Means and standard deviations for PSA concentrations were calculated. The Shapiro–Wilk test was used to assess the normal distribution of the variables and, if necessary, logarithmic transformations were performed. Comparison of normally distributed variables was performed using the Student’s t or ANOVA tests. A multivariate logistic regression model was performed to analyze the main considered variables (PSA levels and age) and the outcome (low or normal vitamin D levels, considered as a binary variable and using the threshold of 50 nmol/L).

We also studied the correlation between variables calculating Pearson’s correlation coefficients. Moreover, in the study of the relationship between PSA and 25(OH)D, we computed the minimum sample size needed to obtain statistically significant results between groups based on our results with a statistical power of 0.80. Besides, we performed a Student’s t-test for paired samples to study changes in PSA concentration in individuals with two measurements of PSA and 25(OH)D over time (with a minimum of six months between measurements) in which 25(OH)D increased (52 men) or decreased (22 men) more than 25 %.

All statistical analyses were performed in the R computing environment (version 4.1.3) and p-values <0.05 were considered statistically significant.

Results

Main results regarding PSA and 25(OH)D concentration according to age are shown in Table 1. We found significant differences in PSA concentrations according to the age distributed by age groups (p<0.001), but not in 25(OH)D concentrations (p=0.409). Pairwise comparisons using t-tests showed that PSA concentrations were higher in men between 60 and 69 years and men with 70 years and older than in younger groups of men. Besides, we observed a slight correlation between age and PSA concentrations, with a r=0.379 (p<0.001).

Table 1:

Means and standard deviations (SD) of PSA and 25(OH)D concentrations according to age.

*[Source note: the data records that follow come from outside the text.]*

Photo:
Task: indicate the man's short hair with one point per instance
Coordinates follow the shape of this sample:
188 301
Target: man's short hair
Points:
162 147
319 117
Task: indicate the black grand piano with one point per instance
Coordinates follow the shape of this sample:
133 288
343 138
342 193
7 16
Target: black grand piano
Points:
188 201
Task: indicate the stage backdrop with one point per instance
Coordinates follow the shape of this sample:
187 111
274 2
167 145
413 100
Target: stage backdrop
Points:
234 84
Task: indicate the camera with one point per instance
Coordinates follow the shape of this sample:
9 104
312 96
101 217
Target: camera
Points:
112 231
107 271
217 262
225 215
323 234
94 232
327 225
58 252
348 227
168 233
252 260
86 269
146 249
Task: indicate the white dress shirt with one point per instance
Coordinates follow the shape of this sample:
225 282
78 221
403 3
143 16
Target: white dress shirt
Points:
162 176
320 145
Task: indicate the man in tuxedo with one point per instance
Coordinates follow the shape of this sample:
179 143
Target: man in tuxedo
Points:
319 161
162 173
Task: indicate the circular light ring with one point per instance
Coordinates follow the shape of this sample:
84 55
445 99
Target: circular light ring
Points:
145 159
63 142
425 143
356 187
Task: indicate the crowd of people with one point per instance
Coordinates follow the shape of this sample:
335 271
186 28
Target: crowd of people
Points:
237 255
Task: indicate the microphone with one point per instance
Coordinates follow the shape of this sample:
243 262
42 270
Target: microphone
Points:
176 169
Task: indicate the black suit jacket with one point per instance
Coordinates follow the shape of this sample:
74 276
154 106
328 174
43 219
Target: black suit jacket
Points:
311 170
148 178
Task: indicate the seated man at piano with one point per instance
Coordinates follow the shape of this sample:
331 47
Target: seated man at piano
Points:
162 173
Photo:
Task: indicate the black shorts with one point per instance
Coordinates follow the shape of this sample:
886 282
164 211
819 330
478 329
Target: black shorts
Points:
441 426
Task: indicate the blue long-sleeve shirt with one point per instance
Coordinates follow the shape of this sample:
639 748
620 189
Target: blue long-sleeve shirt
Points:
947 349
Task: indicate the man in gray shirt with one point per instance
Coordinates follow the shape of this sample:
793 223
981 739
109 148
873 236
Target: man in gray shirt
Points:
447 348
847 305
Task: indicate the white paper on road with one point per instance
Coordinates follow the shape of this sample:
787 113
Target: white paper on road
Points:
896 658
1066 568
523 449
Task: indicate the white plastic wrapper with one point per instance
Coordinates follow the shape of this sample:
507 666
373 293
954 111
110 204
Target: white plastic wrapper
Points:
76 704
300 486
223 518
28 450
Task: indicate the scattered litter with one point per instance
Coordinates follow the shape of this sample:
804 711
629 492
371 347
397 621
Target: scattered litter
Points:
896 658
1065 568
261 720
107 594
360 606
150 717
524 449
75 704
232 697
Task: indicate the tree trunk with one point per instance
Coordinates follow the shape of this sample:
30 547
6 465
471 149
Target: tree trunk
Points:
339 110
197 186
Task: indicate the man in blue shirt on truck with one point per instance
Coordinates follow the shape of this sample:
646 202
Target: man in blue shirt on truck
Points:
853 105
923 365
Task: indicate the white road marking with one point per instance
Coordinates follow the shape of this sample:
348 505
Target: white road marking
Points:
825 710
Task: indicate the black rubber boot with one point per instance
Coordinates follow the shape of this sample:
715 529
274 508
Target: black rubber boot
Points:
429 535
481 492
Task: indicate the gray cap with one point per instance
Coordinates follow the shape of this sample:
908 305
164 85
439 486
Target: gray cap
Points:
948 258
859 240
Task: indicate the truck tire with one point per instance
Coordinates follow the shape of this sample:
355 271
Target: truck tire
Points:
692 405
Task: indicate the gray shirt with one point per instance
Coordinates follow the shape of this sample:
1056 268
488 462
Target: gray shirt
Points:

Group	n	Age (mean ± SD), years	25(OH)D (mean ± SD), nmol/L	PSA concentration (mean ± SD), μg/L
34–49	72	44 ± 4	23.8 ± 10.3	0.67 ± 0.35
50–59	144	55 ± 3	21.7 ± 9.3	0.97 ± 0.79
60–69	137	64 ± 3	22.9 ± 10.0	1.50 ± 1.32
≥70	62	74 ± 4	24.8 ± 10.0	1.72 ± 1.38

25(OH)D, 25-hydroxyvitamin D; PSA, prostate-specific antigen.

Vitamin D deficiency (<30 nmol/L) and insufficiency (30–50 nmol/L) were observed in 185 out of 415 men (45 %), with a mean 25(OH)D concentration of 36.4 ± 8.7 nmol/L (range: 10.2–49.4 nmol/L). In the rest of the individuals, 25(OH)D concentrations were ≥50 nmol/L (range: 50.0–158.9 nmol/L). There was no statistical difference in age between groups (<50 nmol/L: 59 ± 10 years and ≥50 nmol/L: 59 ± 11 years; p=0.920). The multivariate logistic regression model did not show a significant association between 25(OH)D levels and age (p=0.239) or PSA levels (p=0.581).

We did not find significant differences when comparing PSA concentrations between the two groups based on the 25(OH)D level threshold of 50 nmol/L (1.25 ± 1.32 μg/L and 1.17 ± 0.90 μg/L, respectively, p=0.891, Table 2). Besides, we also did not find significant differences in PSA levels between men with 25(OH)D deficiency and insufficiency (1.25 ± 1.63 μg/L and 1.25 ± 1.19 μg/L, respectively, p=0.350). Regarding the study of the U-shaped relationship according to the thresholds of the models proposed by Kristal et al. [14], we have not observed a U-shaped relationship between vitamin D and PSA concentrations (Table 2).

Table 2:

Means and standard deviations (DS) of PSA concentrations according to 25(OH)D concentration.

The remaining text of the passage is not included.